Tupa Peter Robert, Masuda Hisako
J Mol Microbiol Biotechnol. 2018;28(3):107-115. doi: 10.1159/000490494. Epub 2018 Aug 28.
While growing on propane as a sole source of carbon, many strains cometabolically degrade environmental pollutants, such as ethers and chlorinated hydrocarbons. To gain insights into the molecular basis behind such a high metabolic versatility of propanotrophs, we examined the propane-inducible protein expression patterns of 2 soil actinobacteria that are known to degrade a variety of ethers (i.e., Mycobacterium sp. strain ENV421 and Rhodococcus sp. strain ENV425). In both strains, soluble diiron monooxygenase(s), that would catalyze the first step of the pathway, were induced by propane. However, despite their phylogenetic similarity, different sets of additional putative propane oxygenases (e.g., cytochrome P450 and particulate methane monooxygenases) were overexpressed in the 2 strains. They also diverged in the expression of enzymes responsible for downstream reactions. This study revealed a diversity of expression of putative propane oxygenases, which may be responsible for xenobiotic degradation, as well as a variety of metabolic pathways for propane in these bacterial species.

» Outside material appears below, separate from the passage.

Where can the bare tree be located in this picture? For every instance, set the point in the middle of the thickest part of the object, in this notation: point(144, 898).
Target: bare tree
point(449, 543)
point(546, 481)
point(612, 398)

在以丙烷作为唯一碳源生长时,许多菌株会共代谢降解环境污染物,如醚类和氯代烃。为深入了解丙烷营养菌这种高代谢多样性背后的分子基础,我们研究了2种已知能降解多种醚类的土壤放线菌(即分枝杆菌属菌株ENV421和红球菌属菌株ENV425)的丙烷诱导蛋白表达模式。在这两种菌株中,可催化该途径第一步的可溶性双铁单加氧酶由丙烷诱导产生。然而,尽管它们在系统发育上相似,但在这两种菌株中,不同组别的其他假定丙烷加氧酶(如细胞色素P450和颗粒性甲烷单加氧酶)均有过表达。它们在负责下游反应的酶的表达上也存在差异。这项研究揭示了可能负责异生物质降解的假定丙烷加氧酶的表达多样性,以及这些细菌物种中丙烷的多种代谢途径。